More than fifty years ago, the late Willard Hendrickson, my supervisor at the University of Michigan’s adolescent inpatient service, stated, “If you can’t catch them, you can’t treat them.” Like Trevor, many people for whom violence, fantasized or real, is a way of life will disclose little of substance even if forced to appear at a therapist’s office.
People with a personality similar to that of mass shooters are not a recent phenomenon. What is relatively recent is their easy access to weapons used mainly in military combat. Previously, their violence assumed other forms, as it was not so easy to target groups of people. Moreover, there was no internet for them to communicate with like-minded people, attract an audience, and indulge their fantasies.
Ten states and Washington, DC have red flag laws. If law enforcement personnel believe that someone poses a threat, they can go to court to seek what is like a restraining order, in that it forbids a person to purchase firearms. These laws remain controversial. A New York Times article from June 6 points out that in Suffolk County, New York, “By far the most common reason for an order was to deter suicide.”
A significant drawback to some red flag laws is that a person cannot prove a negative, namely that he is not a danger to himself or others. Whereas past behavior is the best predictor of future behavior, psychologists and psychiatrists are still not usually able to predict with great accuracy whether a person constitutes an imminent danger.
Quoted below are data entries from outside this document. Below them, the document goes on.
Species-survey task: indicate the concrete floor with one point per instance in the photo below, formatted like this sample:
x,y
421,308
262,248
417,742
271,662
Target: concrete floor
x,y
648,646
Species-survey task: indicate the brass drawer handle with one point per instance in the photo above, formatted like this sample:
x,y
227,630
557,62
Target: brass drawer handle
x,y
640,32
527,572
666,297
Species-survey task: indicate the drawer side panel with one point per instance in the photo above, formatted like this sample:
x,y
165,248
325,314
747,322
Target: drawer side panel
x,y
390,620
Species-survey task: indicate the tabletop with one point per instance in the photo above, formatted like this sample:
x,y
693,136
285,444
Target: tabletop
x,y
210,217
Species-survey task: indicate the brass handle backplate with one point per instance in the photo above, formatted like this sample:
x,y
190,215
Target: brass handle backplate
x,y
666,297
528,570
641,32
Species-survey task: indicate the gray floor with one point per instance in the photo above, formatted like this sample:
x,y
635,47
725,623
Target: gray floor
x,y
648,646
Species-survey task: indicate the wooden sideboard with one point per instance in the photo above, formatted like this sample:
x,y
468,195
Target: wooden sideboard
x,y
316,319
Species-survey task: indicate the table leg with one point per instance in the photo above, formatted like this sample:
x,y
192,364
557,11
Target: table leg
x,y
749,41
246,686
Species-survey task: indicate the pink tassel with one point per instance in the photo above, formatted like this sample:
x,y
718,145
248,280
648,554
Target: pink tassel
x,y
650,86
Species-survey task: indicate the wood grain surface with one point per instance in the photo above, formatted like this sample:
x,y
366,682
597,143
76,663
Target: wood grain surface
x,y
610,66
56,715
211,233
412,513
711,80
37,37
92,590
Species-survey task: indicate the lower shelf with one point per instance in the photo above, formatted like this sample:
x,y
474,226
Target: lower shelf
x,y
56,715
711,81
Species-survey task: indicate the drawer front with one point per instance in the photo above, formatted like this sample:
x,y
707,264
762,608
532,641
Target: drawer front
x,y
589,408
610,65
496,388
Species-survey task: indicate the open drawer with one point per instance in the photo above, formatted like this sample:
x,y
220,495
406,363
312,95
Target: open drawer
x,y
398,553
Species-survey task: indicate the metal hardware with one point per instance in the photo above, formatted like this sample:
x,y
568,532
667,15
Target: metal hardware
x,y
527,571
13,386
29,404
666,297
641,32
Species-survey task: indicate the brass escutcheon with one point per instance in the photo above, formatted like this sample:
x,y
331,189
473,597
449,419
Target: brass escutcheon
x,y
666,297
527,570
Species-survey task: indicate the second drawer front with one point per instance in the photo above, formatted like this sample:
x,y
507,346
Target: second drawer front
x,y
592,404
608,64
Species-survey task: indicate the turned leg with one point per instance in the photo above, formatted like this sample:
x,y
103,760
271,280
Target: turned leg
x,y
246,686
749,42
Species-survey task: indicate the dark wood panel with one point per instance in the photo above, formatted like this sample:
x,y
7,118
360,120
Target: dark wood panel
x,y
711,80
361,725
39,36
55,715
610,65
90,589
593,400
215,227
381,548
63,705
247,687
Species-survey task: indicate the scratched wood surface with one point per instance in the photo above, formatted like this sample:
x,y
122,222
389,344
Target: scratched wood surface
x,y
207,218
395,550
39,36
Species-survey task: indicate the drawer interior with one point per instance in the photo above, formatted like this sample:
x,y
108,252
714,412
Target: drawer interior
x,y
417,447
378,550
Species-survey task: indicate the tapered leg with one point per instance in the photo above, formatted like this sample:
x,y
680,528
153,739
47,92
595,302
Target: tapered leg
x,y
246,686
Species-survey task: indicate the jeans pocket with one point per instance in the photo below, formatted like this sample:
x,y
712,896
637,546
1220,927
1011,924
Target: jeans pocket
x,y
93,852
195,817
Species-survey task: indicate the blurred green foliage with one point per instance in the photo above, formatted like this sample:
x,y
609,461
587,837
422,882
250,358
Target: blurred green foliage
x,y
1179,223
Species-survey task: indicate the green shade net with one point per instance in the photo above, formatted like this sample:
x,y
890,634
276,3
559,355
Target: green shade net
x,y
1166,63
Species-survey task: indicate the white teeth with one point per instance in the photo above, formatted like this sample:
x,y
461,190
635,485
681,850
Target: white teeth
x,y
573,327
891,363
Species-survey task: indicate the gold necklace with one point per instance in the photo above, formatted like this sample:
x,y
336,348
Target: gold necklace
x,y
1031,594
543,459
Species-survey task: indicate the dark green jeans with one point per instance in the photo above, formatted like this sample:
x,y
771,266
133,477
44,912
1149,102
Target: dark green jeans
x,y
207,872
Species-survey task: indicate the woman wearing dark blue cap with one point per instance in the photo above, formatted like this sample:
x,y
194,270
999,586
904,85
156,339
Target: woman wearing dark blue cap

One commentary on the effectiveness of red flag laws stated they might lead to an increase in homicides because people would be less likely to disclose their thoughts out of fear their weapons would be confiscated.
Even if a person were to disclose his intention to commit a crime, it is difficult to tell if this would be me bluster for the purpose of intimidating others, or whether it constitutes an imminent threat.
Limiting access to weapons used primarily in war and improving the thoroughness of background checks can help prevent mass shootings. We should expect little from the mental health profession as far as identifying potential mass shooters, most of whom are not mentally ill and will not respond to therapists who want to “treat” them.